Clostridium difficile (C. diff) diarrhea causes 27,000 deaths each year in the U.S. Hospital patients taking antibiotics are particularly at risk for it, say the authors of the study. Antibiotics disturb the normal healthy bacteria of the gut so a C. diff infection can take hold.
The new study shows that “antibiotics given to one patient may alter the local microenvironment to influence a different patient’s risk” for C. diff infection, the researchers wrote in JAMA Internal Medicine.
“Other studies have also demonstrated that antibiotics can have a ‘herd’ effect – in other words, that antibiotics can affect people who do not themselves receive the antibiotics,” said lead author Dr. Daniel Freedberg of Columbia University Medical Center in New York.
Freedberg and his colleagues studied more than 100,000 pairs of patients who sequentially occupied a given hospital bed in four institutions between 2010 and 2015, not including those who had recent C. diff infection or whose prior bed occupant was in the bed for less than 24 hours.
More than 500 patients, or less than 1 percent of the total group, developed a C. diff infection as the second bed occupant.
The infections were 22 percent more likely when then previous occupant had received antibiotics
Other factors about the previous bed occupant were not associated with C. diff risk.
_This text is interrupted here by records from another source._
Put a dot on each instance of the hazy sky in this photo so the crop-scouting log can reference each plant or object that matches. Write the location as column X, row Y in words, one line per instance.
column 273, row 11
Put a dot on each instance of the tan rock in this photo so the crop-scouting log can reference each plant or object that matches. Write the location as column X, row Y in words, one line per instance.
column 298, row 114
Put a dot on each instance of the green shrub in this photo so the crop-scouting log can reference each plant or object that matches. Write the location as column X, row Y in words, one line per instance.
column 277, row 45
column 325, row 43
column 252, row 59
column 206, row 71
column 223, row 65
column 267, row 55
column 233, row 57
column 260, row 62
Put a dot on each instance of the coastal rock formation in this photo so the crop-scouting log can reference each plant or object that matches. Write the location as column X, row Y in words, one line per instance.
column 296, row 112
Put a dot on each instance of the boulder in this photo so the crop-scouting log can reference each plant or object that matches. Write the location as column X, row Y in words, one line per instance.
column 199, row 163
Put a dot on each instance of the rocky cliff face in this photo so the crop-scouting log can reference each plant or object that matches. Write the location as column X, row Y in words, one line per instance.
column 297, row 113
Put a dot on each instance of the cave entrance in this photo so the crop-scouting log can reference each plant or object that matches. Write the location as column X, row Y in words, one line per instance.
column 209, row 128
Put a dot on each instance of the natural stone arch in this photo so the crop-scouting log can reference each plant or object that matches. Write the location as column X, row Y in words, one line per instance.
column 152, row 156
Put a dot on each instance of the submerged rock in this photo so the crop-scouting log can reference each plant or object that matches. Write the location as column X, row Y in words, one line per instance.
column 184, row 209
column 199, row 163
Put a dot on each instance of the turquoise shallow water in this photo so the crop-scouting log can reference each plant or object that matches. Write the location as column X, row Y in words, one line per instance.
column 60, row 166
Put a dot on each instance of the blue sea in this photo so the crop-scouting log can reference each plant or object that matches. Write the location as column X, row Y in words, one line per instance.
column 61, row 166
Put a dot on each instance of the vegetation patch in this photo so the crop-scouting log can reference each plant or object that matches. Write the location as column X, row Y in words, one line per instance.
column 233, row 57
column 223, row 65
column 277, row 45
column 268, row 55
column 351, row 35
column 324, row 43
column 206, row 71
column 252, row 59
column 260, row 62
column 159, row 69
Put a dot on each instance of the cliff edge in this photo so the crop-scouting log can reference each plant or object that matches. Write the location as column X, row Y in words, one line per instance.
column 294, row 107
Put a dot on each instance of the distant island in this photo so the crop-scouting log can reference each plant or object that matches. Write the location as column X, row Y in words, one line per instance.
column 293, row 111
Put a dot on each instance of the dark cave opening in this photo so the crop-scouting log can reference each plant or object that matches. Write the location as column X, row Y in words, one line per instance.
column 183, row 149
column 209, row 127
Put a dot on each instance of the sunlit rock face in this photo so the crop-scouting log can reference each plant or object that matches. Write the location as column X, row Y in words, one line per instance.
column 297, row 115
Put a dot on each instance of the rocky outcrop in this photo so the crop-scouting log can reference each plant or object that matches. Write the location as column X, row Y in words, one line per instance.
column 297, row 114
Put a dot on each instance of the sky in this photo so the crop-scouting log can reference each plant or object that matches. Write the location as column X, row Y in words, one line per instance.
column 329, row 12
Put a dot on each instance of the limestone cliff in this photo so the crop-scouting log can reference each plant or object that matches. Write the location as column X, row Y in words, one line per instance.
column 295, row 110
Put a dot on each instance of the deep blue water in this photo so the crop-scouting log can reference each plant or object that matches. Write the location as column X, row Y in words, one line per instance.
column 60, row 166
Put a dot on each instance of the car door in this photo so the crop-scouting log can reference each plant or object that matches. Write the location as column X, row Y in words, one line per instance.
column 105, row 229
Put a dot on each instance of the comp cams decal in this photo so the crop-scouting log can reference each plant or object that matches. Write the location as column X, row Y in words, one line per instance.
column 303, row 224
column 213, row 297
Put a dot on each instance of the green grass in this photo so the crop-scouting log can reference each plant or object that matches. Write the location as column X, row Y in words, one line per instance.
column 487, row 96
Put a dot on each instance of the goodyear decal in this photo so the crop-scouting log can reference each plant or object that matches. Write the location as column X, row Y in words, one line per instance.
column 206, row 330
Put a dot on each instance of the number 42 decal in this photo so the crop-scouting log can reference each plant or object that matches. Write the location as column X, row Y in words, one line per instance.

People can be carrying C. diff organisms without having any symptoms, Freedberg told Reuters Health by email. When these colonized patients receive antibiotics, C. diff may expand within their gut microbiome and start shedding more spores, which means more spores on the bed, the bedside table, the floor, and other areas, he said.
“The next patient who enters the room is thus more likely to be exposed to C. diff spores,” he said. “It’s not easy to sterilize the room/bed between patients because C. diff spores are extremely hardy. To be killed, they need to be soaked in a bleach-containing cleaning agent for an adequate amount of time.”
About half of patients in acute care facilities take antibiotics on any given day, said Kevin Brown of the University of Toronto Dalla Lana School of Public Health, who was not part of the new study.
“That’s a huge portion of patients that could be involved in spreading the infection,” Brown told Reuters Health by email.
But the increased risk is modest, Freedberg added.
“There was a 22 percent relative increase in risk for C. diff with the prior patient’s antibiotics but there was a four-fold increase in risk related to the antibiotics received by the patient him- or herself,” he said.
Other patients, such as other antibiotic user patients within the ward, could have contributed increased risk as well, Brown said.
“Doctors (and patients) should avoid antibiotics in situations where they are not necessary,” Freedberg said. “Too often, antibiotics are prescribed without clear indications.”
“I think this evidence needs to be taken just as an association that needs further exploration,” said Jack A. Gilbert of Argonne National Laboratory in Argonne, Illinois, who was not part of the new study. “While it would be tempting to use these results to change policy, there are so many uncertainties here that such a move would not be advisable.”